When pipes and profiles are bent, it is inevitable that there will be distortion in the cross-sectional shape. The outer side of the neutral layer experiences thinning due to tangential tensile stress, while the inner side of the neutral layer undergoes thickening due to tangential compressive stress. In some cases, compression instability may occur, resulting in complete destruction of the cross-sectional shape. Unlike solid plates, where the effects of radial compressive stress are less pronounced, bending pipes and profiles can cause significant changes in the cross-sectional shape. This can lead to circular pipes becoming elliptical and square pipes developing inwardly concave shapes.
Effects of Distortion
Distortion in shape can lead to a decrease in the cross-sectional area and an increase in fluid flow resistance. Thinning of the pipe wall thickness can reduce its ability to withstand internal pressure. Transition variations in the cross-sectional shape can affect the functional effectiveness of pipes and profiles in structures. Therefore, various measures are often taken to prevent cross-sectional distortion during bending.
Two Methods to Reduce Wall Thickness
One method to reduce wall thickness thinning is to lower the tensile deformation on the outer side of the neutral layer.
- For example, using local resistance heating can decrease the deformation resistance of the metal material on the inner side of the neutral layer, causing more deformation to concentrate in the compressed region and thereby reducing the stress level in the tensile region.
- Another approach is to change the stress state in the deformation zone by increasing the compressive stress component. For instance, switching from bending to pushing can significantly overcome the defect of wall thickness transition.
Four ways to prevent deformation of bending pipe profiles
Effective Methods to Prevent Cross-Sectional Distortion:
Mandrel bending, also known as core bar bending, involves using a mandrel or core bar to support the cross-section during bending. Various shapes of mandrels can be employed, depending on the specific bending process. This method helps prevent detrimental deformations and maintains the desired cross-sectional shape.
Support the section with a mandrel in the bending deformation zone to prevent harmful deformation. In the various bending processes, mandrels of different shapes are used.
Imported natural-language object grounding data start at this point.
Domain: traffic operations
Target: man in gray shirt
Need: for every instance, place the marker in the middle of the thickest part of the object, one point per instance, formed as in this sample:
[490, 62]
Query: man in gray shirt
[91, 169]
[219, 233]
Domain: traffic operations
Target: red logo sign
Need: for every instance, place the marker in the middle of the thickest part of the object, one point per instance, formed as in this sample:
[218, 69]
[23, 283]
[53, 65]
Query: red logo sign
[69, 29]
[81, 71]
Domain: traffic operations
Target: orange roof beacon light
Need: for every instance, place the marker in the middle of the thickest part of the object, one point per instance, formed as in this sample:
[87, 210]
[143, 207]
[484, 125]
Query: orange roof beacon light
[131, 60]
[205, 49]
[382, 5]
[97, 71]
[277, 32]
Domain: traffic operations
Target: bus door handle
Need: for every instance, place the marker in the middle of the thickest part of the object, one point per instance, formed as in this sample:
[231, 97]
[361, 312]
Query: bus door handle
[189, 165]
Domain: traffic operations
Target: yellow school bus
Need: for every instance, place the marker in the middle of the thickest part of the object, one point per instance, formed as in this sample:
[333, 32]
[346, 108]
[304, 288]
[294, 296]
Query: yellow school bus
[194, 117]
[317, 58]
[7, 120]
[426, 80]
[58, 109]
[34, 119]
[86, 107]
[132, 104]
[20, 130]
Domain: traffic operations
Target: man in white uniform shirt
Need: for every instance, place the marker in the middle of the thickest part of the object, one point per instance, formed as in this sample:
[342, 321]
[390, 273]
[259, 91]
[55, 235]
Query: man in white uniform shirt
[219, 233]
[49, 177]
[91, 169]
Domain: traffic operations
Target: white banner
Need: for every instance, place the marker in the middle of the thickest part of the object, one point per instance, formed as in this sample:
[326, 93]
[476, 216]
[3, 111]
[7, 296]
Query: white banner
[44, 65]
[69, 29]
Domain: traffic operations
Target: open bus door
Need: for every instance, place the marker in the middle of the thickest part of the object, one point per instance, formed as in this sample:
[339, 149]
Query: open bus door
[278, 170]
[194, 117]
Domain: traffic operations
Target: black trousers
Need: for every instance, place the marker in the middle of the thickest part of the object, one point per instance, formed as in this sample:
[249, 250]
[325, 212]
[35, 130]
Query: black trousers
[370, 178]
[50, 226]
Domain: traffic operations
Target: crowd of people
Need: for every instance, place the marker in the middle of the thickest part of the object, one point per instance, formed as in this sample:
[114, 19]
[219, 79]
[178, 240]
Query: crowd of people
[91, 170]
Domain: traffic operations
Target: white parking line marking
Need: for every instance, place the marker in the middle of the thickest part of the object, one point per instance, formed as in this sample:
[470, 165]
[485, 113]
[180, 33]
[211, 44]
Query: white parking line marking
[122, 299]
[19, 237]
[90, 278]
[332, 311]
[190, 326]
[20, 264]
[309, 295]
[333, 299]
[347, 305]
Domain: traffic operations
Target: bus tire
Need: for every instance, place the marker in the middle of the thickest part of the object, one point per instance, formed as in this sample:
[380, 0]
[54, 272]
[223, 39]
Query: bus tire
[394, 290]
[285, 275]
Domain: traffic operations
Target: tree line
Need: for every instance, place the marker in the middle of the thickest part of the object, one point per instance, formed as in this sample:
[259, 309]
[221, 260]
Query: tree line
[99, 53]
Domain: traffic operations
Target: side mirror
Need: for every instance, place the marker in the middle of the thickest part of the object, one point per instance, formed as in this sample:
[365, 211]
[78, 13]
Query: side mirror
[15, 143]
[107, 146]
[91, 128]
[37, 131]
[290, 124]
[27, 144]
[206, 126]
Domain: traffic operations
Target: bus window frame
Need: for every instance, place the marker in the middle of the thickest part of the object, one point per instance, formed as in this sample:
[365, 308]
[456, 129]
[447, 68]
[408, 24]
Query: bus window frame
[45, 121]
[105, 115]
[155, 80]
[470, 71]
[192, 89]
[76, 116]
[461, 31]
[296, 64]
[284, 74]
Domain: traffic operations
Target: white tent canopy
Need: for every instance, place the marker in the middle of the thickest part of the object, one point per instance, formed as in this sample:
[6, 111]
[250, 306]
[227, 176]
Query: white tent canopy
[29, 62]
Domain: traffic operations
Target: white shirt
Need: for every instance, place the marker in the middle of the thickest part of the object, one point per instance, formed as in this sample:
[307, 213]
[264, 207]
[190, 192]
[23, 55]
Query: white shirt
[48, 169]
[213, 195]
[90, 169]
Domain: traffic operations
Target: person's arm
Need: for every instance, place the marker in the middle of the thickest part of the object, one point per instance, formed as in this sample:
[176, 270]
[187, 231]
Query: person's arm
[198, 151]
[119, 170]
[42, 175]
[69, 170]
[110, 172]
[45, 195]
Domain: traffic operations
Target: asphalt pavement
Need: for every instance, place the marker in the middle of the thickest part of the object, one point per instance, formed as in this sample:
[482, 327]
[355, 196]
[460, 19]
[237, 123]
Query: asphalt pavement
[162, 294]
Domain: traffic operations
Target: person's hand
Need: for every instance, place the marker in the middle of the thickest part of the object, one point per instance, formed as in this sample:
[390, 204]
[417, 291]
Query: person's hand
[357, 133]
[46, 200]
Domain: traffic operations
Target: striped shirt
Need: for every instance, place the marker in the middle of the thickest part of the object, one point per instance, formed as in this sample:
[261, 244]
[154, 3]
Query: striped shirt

When bending and bending, a rigid mandrel is often used. The head of mandrel is hemispherical or other curved surface shape. When bending, the mandrel is in the bending deformation zone (the position where the straight line segment meets the bending segment), and with the transfer of the bending deformation zone (during bending and bending), the mandrel is gradually drawn out from the tube. Sometimes multi-section flexible mandrels are also used. This mandrel is made of a multi-segment mandrel device. Each segment uses a structure similar to a universal joint shaft, which can be rotated arbitrarily within a certain range. During the bending process, the flexible mandrel can be bent freely with the deformation of the tube blank. Very convenient, and the effect of preventing section distortion is also good. This mandrel can be removed after bending.
Filling with Granular Media
Another approach is to fill the interior of the bent pipe with granular media, fluid media, elastic media, or low-melting-point metals. This technique serves as an alternative to mandrel bending, providing support and preventing cross-sectional distortion. These filling materials can be easily removed after the bending process without affecting the product’s performance.
Filling the curved tube with granular medium, fluid medium, elastic medium or metal with low melting point can also replace the mandrel and prevent distortion of the cross-sectional shape. These filling substances can be taken out after bending and deformation without affecting the performance of the product. This method is relatively easy and widely used. It is mostly used in small and medium batch production. The way to prevent the distortion of the section shape is to fill the groove-shaped profile with polyurethane rubber strips. play a supporting role. During the bending process, the polyurethane rubber strip deforms along with the profile. In order to ensure a certain effect of preventing the deformation of the cross-sectional shape, filling materials with sufficient hardness should be selected. When the strength of the bent pipe or profile material is high, the hardness of the filling medium should be appropriately increased.
Applying local heating can prevent collapse caused by radial compressive stress on the web. Utilizing this method in non-die bending processes maintains the metal materials on both sides of the bending deformation zone in a stiffer state, thereby preventing collapse deformation and cross-sectional distortion.
Tooling techniques involve designing molds or dies that match the pipe or profile’s cross-sectional shape, reducing pressure on the contact surface and inhibiting twisting of the cross-section. Post-bending correction processes, such as hydraulic correction using high-pressure liquid or steel ball correction, can also be employed to achieve the desired shape of the bent pipe or profile.
Distortion in the cross-sectional shape during bending poses challenges to the performance and functionality of pipes and profiles. By employing techniques such as mandrel bending, filling with granular media, local heating, and tooling, manufacturers can effectively prevent cross-sectional distortion. These methods ensure that the desired cross-sectional shape is maintained, resulting in high-quality bent pipes and profiles with optimal functionality.